Donald Trump Diprediksi Cuan Miliaran Dolar dari Bisnis Sosmed Jelang Pemilu AS

Pada Juli 2024, Trump memegang 114,750,000 saham Biasa Trump Media & Technology Group (TMTG).

oleh Natasha Khairunisa Amani diperbarui 25 Jul 2024, 07:00 WIB
Diterbitkan 25 Jul 2024, 07:00 WIB
Mantan Presiden Amerika Serikat Donald Trump. (Dok. AFP)
Mantan Presiden Amerika Serikat Donald Trump. (Dok. AFP)

Liputan6.com, Jakarta Platform media sosial yang dimiliki Donald Trump kembali menjadi sorotan, menjelang pemilu Amerika Serikat 2024.

Melansir CNBC International, Kamis (25/7/2024) akses masyarakat terhadap data penggunaan Truth Social masih terbatas. Namun, strategi pembentukan bisnis dan peluncuran Truth Social yang menarik di pasar publik disebut-sebut menguntungkan Trump secara finansial menjelang pemilu tahun 2024.

Pada Juli 2024, Trump memegang 114,750,000 saham Biasa Trump Media & Technology Group (TMTG), atau sekitar 65% dari perusahaan.

Calon presiden dari Partai Republik AS itu diperkirakan akan menjual sebagian sahamnya pada awal September 2024, yang berpotensi menghasilkan miliaran dolar sebelum Hari Pemilu.

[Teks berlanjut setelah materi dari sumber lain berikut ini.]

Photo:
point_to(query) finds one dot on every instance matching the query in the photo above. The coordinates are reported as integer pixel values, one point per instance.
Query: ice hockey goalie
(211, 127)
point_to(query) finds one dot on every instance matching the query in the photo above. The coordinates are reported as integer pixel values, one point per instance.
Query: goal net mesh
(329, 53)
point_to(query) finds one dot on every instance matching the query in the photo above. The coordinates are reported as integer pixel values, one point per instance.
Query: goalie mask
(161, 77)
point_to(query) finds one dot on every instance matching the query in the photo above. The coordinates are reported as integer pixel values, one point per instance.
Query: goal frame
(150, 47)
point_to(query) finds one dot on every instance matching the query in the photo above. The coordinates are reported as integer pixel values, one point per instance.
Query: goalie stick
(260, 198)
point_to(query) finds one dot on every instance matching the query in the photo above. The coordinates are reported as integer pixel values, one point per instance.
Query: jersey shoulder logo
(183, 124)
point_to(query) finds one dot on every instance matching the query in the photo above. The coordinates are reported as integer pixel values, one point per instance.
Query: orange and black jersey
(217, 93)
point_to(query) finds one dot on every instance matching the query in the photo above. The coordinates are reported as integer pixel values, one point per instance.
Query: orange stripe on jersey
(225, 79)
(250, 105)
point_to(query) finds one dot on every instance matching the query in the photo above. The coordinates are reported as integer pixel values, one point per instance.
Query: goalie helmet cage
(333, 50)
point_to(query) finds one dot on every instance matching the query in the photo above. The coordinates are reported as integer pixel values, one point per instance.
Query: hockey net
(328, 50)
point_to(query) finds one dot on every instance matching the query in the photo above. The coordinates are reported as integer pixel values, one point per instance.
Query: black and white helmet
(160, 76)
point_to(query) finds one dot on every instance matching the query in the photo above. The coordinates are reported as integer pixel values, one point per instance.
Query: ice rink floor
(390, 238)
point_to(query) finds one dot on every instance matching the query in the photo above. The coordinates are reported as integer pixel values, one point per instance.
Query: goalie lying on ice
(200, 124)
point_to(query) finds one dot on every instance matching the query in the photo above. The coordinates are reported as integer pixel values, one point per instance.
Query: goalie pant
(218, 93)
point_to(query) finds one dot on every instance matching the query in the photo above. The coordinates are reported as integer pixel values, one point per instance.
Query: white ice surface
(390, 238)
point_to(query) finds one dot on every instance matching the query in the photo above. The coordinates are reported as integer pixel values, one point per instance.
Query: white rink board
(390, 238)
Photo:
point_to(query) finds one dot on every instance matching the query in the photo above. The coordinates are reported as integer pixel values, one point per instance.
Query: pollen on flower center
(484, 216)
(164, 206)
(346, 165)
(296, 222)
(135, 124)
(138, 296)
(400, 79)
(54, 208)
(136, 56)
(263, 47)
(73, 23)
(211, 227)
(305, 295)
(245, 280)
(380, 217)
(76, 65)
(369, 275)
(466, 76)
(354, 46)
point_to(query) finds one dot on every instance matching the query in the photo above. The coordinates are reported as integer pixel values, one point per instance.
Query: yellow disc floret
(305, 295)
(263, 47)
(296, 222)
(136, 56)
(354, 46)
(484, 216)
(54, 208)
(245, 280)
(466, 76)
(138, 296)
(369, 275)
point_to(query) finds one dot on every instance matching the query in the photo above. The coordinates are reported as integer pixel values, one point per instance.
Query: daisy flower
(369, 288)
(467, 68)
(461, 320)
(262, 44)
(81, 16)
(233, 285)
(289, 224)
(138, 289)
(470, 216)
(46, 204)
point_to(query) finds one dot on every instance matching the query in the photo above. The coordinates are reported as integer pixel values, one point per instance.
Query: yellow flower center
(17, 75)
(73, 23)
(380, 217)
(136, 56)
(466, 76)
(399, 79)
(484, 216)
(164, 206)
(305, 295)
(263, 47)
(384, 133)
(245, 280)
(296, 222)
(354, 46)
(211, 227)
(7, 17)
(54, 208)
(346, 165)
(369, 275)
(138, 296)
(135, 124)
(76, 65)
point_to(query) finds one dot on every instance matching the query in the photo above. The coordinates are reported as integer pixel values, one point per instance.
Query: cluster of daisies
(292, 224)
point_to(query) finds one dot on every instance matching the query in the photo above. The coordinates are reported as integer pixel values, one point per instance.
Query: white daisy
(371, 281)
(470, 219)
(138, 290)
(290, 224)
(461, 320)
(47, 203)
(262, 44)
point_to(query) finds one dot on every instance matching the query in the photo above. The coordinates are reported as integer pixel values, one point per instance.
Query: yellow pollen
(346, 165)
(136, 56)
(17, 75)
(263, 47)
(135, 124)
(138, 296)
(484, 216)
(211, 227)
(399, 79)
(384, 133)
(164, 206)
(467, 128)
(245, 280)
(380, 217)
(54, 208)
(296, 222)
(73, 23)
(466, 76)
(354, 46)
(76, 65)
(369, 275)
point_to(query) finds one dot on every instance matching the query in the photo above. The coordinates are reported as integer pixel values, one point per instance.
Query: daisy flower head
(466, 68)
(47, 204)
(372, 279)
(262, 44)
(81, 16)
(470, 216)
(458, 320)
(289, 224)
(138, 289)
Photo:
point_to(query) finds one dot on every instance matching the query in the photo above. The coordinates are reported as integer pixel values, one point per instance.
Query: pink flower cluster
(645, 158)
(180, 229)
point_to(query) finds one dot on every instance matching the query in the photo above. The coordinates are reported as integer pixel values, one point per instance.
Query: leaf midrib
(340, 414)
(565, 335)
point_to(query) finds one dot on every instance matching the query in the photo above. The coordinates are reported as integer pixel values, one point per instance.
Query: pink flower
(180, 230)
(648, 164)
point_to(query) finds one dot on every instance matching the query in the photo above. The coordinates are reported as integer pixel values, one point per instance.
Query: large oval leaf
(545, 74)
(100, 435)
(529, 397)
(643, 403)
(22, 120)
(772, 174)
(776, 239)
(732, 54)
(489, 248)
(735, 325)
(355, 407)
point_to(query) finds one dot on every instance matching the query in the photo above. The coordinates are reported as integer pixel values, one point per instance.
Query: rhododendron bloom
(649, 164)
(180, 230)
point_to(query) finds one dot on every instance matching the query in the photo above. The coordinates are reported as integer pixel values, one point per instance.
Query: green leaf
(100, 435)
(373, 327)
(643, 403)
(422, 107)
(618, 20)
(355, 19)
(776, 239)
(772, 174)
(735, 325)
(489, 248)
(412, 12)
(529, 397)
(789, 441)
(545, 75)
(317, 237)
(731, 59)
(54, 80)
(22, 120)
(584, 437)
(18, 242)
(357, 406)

Donald Trump juga memiliki 4.061.251 opsi waran yang masing-masing dapat ditebus dengan satu saham DJT.

Pada bulan Juli 2024, saham tersebut diperdagangkan pada harga sekitar USD 33 (sekitar Rp.535.000) per saham, lebih tinggi dari harga saham USD 10 (Rp.162.000) yang ditawarkan kepada pendukung awal, ketika perusahaan tersebut masih dikenal sebagai Digital World Acquisition Corporation atau DJT.

"Harga saham lebih tinggi dijelaskan oleh fenomena saham meme," kata Michael Klausner, profesor hukum dan bisnis di Stanford Law School.

Sebagai informasi, istilah saham meme mengacu pada bisnis yang tiba-tiba mendapatkan popularitas, terutama melalui media sosial, sehingga menyebabkan harga saham tinggi dan volume perdagangan besar.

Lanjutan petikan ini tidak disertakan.